To enable automated evaluation of the data, the logging applications SHOULD have appropriate interfaces for the evaluation programs.
It SHOULD be ensured that the security requirements defined in the logging policy are complied with when evaluating log data. Even when data is made available, operational and internal agreements SHOULD be taken into account.
The log data SHOULD additionally be retained in its original, unmodified form.
OPS.1.1.5.A10 Access Protection for Log Data (S)
It SHOULD be ensured that the executing administrators themselves have no authorization to modify or delete the recorded log data.
Requirements for High Protection Needs
The following are exemplary proposals for requirements for this building block that go beyond the level of protection corresponding to the state of the art. The proposals SHOULD be considered for high protection needs. The specific determination is made within the framework of an individual risk analysis.
OPS.1.1.5.A11 Increasing the Scope of Logging (H)
For applications or IT systems with high protection needs, more events SHOULD generally be logged so that security-relevant incidents are traceable as completely as possible.
To enable real-time evaluation of the log data, it SHOULD be stored centrally from the logging IT systems and applications at shorter time intervals. Logging SHOULD enable evaluation across the entire information domain. Applications and IT systems with which central logging is not possible SHOULD NOT be used in the case of high protection needs.

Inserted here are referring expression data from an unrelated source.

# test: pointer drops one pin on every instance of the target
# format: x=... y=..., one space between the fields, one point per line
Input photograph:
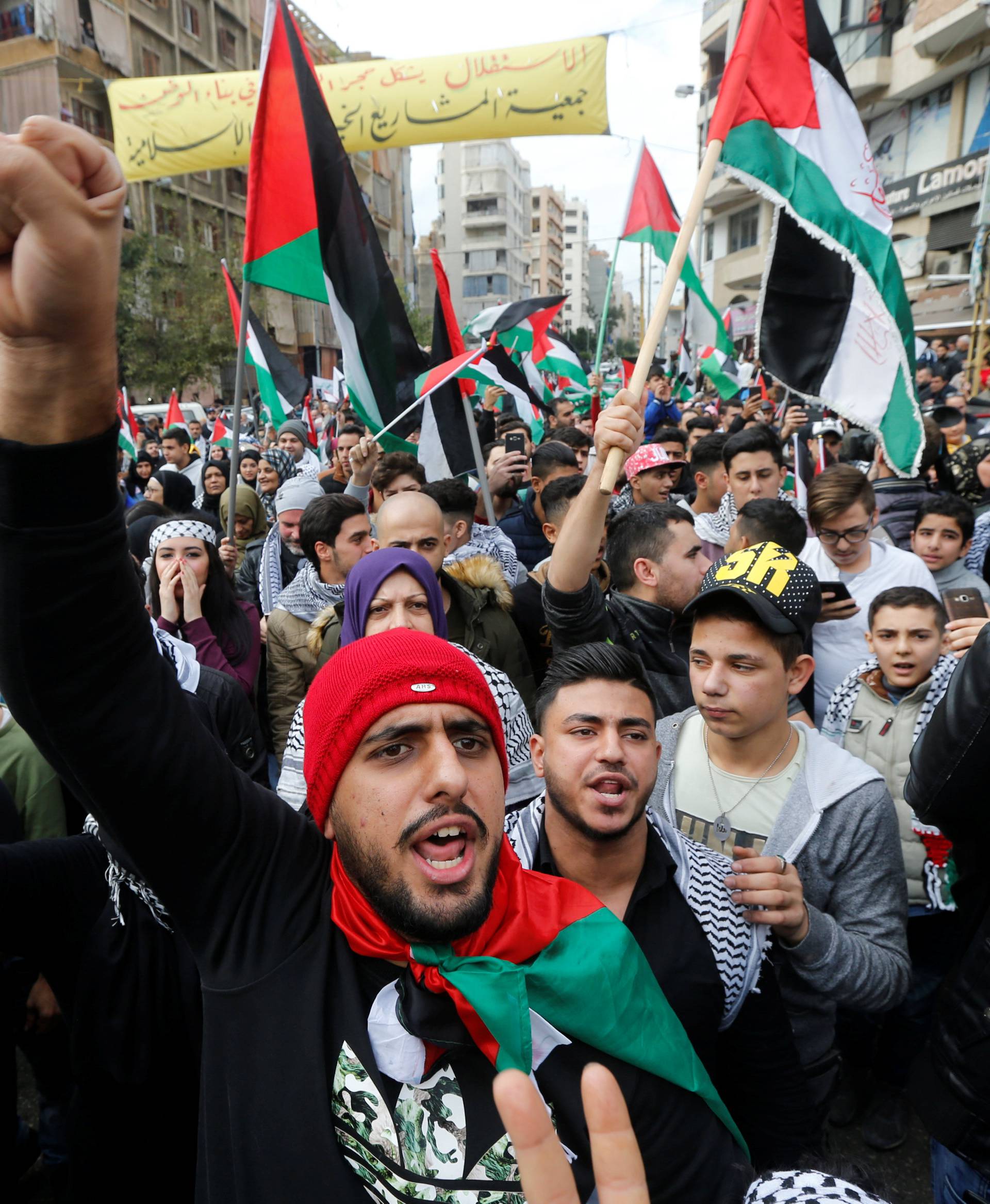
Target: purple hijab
x=365 y=581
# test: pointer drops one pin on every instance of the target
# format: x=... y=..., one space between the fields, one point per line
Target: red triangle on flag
x=650 y=204
x=174 y=417
x=768 y=77
x=278 y=211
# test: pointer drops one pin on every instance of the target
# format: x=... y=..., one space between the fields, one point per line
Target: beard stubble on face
x=556 y=795
x=394 y=900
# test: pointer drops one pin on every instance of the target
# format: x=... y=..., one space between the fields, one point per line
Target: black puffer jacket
x=947 y=788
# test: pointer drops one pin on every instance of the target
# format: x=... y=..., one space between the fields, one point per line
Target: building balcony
x=940 y=26
x=864 y=51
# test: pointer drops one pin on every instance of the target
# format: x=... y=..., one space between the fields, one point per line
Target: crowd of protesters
x=291 y=831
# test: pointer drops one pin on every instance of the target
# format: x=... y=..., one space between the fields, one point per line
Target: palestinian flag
x=561 y=358
x=279 y=383
x=309 y=233
x=174 y=416
x=519 y=324
x=221 y=436
x=721 y=370
x=521 y=983
x=446 y=447
x=685 y=380
x=835 y=322
x=652 y=218
x=309 y=423
x=127 y=437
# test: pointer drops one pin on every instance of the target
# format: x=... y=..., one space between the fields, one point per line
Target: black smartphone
x=515 y=441
x=964 y=604
x=839 y=589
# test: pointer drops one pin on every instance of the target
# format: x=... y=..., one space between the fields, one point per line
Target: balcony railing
x=17 y=22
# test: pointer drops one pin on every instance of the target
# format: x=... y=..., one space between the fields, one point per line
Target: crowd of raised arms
x=626 y=848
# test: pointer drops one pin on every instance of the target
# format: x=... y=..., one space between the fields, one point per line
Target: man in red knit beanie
x=359 y=993
x=406 y=770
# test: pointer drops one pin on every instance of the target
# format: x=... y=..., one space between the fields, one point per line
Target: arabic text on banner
x=165 y=125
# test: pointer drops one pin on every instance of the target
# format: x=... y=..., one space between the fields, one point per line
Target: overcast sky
x=656 y=51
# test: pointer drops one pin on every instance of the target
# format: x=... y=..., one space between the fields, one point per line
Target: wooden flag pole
x=239 y=386
x=652 y=334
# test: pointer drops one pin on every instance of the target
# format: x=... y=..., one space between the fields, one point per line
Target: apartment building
x=919 y=74
x=576 y=307
x=545 y=247
x=485 y=225
x=57 y=58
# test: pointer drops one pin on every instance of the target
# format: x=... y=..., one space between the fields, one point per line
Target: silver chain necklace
x=722 y=825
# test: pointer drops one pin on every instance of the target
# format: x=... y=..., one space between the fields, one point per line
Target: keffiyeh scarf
x=804 y=1187
x=938 y=871
x=181 y=529
x=270 y=583
x=286 y=467
x=716 y=528
x=307 y=595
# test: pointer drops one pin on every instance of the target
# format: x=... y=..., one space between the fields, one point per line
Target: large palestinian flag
x=652 y=218
x=518 y=324
x=308 y=230
x=834 y=317
x=279 y=383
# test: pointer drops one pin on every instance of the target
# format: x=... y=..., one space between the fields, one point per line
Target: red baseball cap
x=650 y=455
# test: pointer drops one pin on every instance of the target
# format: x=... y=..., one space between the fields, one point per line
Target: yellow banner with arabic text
x=165 y=125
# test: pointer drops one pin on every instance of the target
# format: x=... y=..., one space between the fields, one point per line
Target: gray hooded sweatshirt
x=840 y=828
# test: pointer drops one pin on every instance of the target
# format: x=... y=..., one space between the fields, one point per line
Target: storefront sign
x=937 y=185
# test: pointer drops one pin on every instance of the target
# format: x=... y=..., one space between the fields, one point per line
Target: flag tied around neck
x=834 y=318
x=548 y=946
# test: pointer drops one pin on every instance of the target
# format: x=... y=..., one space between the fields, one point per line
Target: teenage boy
x=754 y=467
x=709 y=476
x=879 y=711
x=651 y=475
x=843 y=512
x=597 y=751
x=768 y=519
x=656 y=566
x=942 y=536
x=812 y=828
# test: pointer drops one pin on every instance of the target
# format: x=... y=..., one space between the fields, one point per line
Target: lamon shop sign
x=936 y=185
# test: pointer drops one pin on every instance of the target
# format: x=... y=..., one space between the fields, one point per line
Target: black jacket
x=656 y=635
x=947 y=788
x=293 y=1105
x=526 y=531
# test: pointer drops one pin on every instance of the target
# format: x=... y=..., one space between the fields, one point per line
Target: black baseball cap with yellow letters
x=780 y=588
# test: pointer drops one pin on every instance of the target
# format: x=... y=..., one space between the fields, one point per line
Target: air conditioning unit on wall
x=940 y=263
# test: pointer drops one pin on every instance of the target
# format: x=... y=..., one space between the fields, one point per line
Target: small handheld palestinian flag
x=221 y=436
x=519 y=324
x=174 y=417
x=721 y=370
x=279 y=383
x=127 y=438
x=652 y=218
x=309 y=423
x=835 y=321
x=561 y=358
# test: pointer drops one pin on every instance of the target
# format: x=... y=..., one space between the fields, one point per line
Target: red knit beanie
x=371 y=677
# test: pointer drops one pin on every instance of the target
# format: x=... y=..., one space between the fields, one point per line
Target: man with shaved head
x=477 y=599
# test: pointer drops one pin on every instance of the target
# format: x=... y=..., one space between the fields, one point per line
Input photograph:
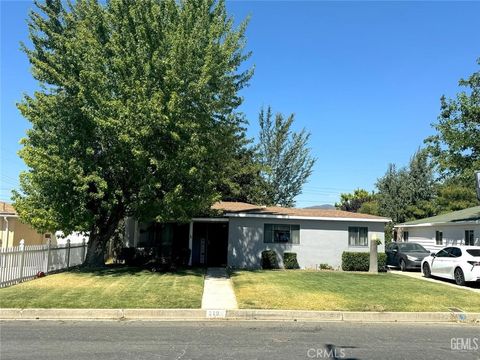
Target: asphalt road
x=235 y=340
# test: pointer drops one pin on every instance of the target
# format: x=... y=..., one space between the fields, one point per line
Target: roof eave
x=442 y=223
x=296 y=217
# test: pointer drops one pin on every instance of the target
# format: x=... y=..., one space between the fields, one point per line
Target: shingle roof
x=245 y=208
x=467 y=215
x=7 y=209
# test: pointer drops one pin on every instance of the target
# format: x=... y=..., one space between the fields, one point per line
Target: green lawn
x=113 y=287
x=328 y=290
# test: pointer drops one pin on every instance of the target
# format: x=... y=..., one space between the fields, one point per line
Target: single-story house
x=455 y=228
x=12 y=230
x=240 y=232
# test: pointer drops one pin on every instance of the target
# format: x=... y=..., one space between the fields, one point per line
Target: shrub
x=325 y=267
x=359 y=261
x=269 y=259
x=290 y=261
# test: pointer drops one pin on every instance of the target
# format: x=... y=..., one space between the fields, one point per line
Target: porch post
x=190 y=242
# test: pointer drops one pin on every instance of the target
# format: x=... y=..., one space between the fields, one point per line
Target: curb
x=244 y=314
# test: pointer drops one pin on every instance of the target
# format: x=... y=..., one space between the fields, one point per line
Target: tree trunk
x=102 y=232
x=373 y=256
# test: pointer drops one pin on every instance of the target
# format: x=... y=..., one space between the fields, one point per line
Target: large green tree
x=407 y=193
x=135 y=114
x=456 y=145
x=285 y=157
x=354 y=201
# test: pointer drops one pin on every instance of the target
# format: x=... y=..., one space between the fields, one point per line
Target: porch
x=201 y=242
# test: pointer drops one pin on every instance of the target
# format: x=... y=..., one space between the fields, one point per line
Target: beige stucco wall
x=18 y=231
x=321 y=241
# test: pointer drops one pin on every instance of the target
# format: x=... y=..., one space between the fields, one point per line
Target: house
x=12 y=230
x=433 y=233
x=240 y=232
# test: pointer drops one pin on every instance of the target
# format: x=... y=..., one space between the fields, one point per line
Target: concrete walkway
x=419 y=275
x=218 y=291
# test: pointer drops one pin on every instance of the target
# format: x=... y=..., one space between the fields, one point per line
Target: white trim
x=295 y=217
x=210 y=220
x=459 y=223
x=190 y=242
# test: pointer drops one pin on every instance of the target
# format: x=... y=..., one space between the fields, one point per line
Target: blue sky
x=364 y=78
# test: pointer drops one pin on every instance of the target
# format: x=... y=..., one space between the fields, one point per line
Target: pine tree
x=285 y=157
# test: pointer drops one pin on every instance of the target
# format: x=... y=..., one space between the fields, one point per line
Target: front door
x=210 y=244
x=217 y=244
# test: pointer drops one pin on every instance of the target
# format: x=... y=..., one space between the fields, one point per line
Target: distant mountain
x=324 y=206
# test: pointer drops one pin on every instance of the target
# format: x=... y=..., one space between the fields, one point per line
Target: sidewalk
x=419 y=275
x=218 y=291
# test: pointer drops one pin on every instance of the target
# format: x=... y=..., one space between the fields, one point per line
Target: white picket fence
x=24 y=262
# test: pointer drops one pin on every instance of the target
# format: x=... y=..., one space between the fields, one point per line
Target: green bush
x=325 y=267
x=360 y=261
x=290 y=261
x=269 y=259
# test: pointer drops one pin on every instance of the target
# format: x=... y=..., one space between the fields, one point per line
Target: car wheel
x=459 y=277
x=426 y=270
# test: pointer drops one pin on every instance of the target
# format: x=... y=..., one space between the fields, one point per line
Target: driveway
x=418 y=275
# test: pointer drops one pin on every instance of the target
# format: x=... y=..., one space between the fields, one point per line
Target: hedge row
x=360 y=261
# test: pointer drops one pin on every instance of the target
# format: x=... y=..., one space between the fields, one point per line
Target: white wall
x=75 y=238
x=452 y=234
x=321 y=242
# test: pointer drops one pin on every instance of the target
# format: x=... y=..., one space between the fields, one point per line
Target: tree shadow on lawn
x=118 y=270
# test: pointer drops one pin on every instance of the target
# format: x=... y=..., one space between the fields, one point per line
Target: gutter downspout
x=5 y=219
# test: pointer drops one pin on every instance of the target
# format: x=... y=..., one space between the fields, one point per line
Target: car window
x=456 y=252
x=443 y=252
x=474 y=252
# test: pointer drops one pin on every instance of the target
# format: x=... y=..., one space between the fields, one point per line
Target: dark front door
x=217 y=244
x=210 y=244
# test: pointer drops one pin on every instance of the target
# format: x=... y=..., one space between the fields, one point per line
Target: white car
x=459 y=263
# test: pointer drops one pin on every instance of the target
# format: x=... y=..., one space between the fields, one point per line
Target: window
x=455 y=252
x=278 y=233
x=469 y=237
x=357 y=236
x=444 y=253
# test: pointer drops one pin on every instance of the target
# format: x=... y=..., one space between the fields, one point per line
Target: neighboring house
x=241 y=231
x=12 y=230
x=455 y=228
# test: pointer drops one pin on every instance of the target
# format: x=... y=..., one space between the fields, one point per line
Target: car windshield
x=474 y=252
x=411 y=247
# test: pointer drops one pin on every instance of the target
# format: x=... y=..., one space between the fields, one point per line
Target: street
x=235 y=340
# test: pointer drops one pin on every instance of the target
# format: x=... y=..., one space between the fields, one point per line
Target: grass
x=328 y=290
x=113 y=287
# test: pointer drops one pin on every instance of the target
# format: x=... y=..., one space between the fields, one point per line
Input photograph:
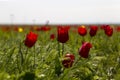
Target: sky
x=59 y=11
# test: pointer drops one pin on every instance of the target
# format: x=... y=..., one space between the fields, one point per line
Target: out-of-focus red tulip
x=45 y=28
x=84 y=50
x=31 y=39
x=82 y=30
x=68 y=60
x=118 y=29
x=62 y=35
x=108 y=30
x=52 y=36
x=93 y=30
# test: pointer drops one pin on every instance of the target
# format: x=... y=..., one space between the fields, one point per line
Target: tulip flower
x=52 y=36
x=84 y=50
x=93 y=30
x=108 y=30
x=31 y=39
x=63 y=36
x=68 y=60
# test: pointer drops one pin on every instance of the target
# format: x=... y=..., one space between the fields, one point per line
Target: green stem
x=59 y=49
x=34 y=58
x=62 y=49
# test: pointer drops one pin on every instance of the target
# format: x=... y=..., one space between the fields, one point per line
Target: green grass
x=17 y=61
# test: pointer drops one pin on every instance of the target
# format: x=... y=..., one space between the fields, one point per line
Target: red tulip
x=68 y=60
x=84 y=50
x=52 y=36
x=63 y=36
x=108 y=30
x=31 y=39
x=82 y=31
x=93 y=30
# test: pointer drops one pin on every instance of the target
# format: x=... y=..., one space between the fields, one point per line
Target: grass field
x=43 y=61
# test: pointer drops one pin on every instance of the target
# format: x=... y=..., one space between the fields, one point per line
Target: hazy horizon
x=59 y=11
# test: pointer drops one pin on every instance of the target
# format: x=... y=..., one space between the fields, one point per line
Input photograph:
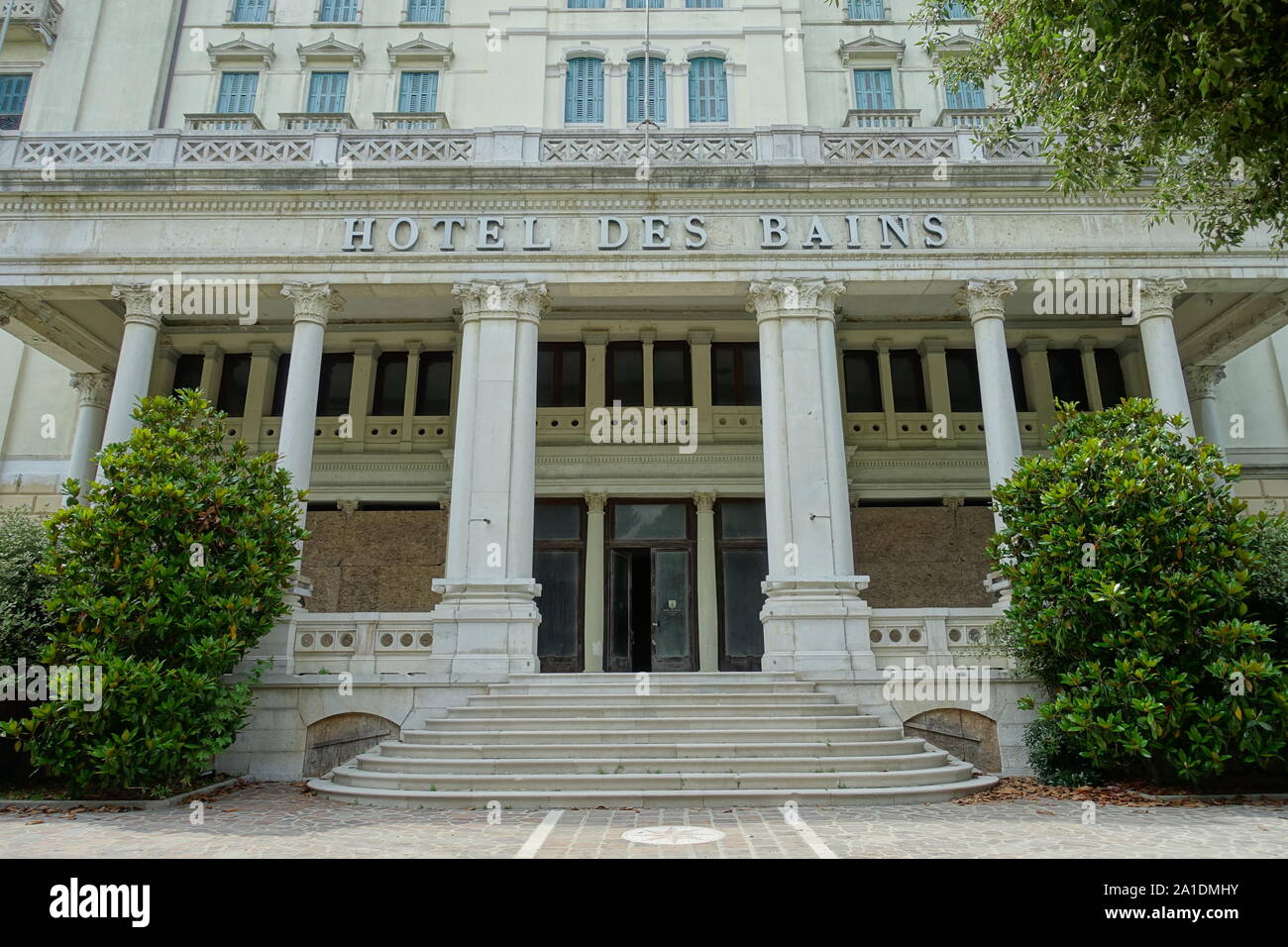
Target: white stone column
x=815 y=620
x=592 y=646
x=134 y=364
x=314 y=303
x=485 y=625
x=996 y=393
x=1201 y=380
x=708 y=615
x=95 y=392
x=1162 y=357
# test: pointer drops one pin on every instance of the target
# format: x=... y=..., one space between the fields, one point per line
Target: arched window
x=651 y=84
x=584 y=95
x=708 y=90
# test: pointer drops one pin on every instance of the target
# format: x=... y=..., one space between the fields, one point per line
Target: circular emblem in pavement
x=673 y=835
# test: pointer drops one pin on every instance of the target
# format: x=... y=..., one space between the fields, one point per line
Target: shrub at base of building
x=1131 y=566
x=165 y=574
x=25 y=625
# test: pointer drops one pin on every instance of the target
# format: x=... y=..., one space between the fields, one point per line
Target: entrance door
x=651 y=587
x=651 y=595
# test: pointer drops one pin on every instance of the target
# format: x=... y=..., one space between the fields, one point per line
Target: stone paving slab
x=283 y=821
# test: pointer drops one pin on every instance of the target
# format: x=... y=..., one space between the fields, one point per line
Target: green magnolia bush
x=1129 y=562
x=167 y=573
x=25 y=625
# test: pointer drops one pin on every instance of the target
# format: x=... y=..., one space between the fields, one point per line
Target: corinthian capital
x=93 y=386
x=1201 y=380
x=799 y=296
x=509 y=299
x=142 y=302
x=314 y=302
x=1157 y=294
x=986 y=299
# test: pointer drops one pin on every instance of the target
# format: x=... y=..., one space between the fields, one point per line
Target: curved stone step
x=604 y=764
x=649 y=709
x=662 y=750
x=596 y=783
x=640 y=799
x=819 y=735
x=649 y=719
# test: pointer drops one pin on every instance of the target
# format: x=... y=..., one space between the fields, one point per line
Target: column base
x=485 y=630
x=818 y=628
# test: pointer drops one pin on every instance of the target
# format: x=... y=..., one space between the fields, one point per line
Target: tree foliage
x=165 y=577
x=1188 y=97
x=1129 y=562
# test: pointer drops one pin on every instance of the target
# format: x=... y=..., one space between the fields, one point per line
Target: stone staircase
x=695 y=740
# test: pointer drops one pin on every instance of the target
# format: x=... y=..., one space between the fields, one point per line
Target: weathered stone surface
x=921 y=557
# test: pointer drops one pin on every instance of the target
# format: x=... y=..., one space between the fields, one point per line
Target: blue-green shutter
x=874 y=89
x=584 y=94
x=867 y=9
x=636 y=88
x=708 y=90
x=327 y=90
x=425 y=11
x=250 y=12
x=417 y=91
x=237 y=93
x=965 y=95
x=339 y=11
x=13 y=93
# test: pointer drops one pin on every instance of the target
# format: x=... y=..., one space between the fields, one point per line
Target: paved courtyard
x=282 y=821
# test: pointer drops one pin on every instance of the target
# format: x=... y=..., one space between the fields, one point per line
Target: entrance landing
x=679 y=740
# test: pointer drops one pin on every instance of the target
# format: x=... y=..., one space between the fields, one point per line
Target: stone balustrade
x=300 y=144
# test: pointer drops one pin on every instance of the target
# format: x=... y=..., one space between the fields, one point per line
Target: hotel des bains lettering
x=648 y=368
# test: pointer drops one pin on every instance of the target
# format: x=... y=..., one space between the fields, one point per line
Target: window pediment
x=241 y=48
x=420 y=51
x=330 y=51
x=872 y=47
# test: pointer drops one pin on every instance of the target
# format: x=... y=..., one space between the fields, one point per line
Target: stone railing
x=301 y=146
x=361 y=642
x=222 y=121
x=883 y=118
x=411 y=121
x=935 y=637
x=38 y=18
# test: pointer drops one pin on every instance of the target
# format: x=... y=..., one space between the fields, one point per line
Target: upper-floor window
x=237 y=93
x=867 y=9
x=645 y=90
x=874 y=89
x=708 y=90
x=338 y=12
x=965 y=95
x=434 y=384
x=327 y=91
x=425 y=11
x=233 y=381
x=417 y=91
x=734 y=372
x=250 y=12
x=187 y=371
x=584 y=95
x=561 y=373
x=13 y=101
x=389 y=390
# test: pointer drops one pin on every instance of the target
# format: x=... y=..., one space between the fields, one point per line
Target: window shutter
x=237 y=93
x=13 y=94
x=708 y=91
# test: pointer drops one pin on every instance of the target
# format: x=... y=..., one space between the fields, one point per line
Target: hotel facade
x=604 y=347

OPS.1.1.5.A12 Encryption of Log Data (H)
To securely transmit log data, it SHOULD be encrypted. All stored logs SHOULD be digitally signed. Archived log data stored outside the logging infrastructure SHOULD also always be stored encrypted.
OPS.1.1.5.A13 Highly Available Logging Infrastructure (H)
A highly available logging infrastructure SHOULD be established.
Additional Information
Good to Know
The Federal Office for Information Security (BSI) regulates logging and detection of security-relevant events (SRE) in its minimum standard “Minimum Standard of the BSI for Logging and Detection of Cyber Attacks.” The minimum standards are to be implemented by the bodies of the federal administration named in § 8 Para. 1 Sentence 1 BSIG.
The International Organization for Standardization (ISO) provides requirements for logging in ISO/IEC 27001:2013, Chapter A.12.4 “Logging and Monitoring.”
The Information Security Forum (ISF) provides requirements for logging in its standard “The Standard of Good Practice for Information Security,” Chapter TM1.2 - Security Event Logging.
The National Institute of Standards and Technology (NIST) describes in its Special Publication 800-92 “Guide to Computer Security Log Management” how logging can be used securely.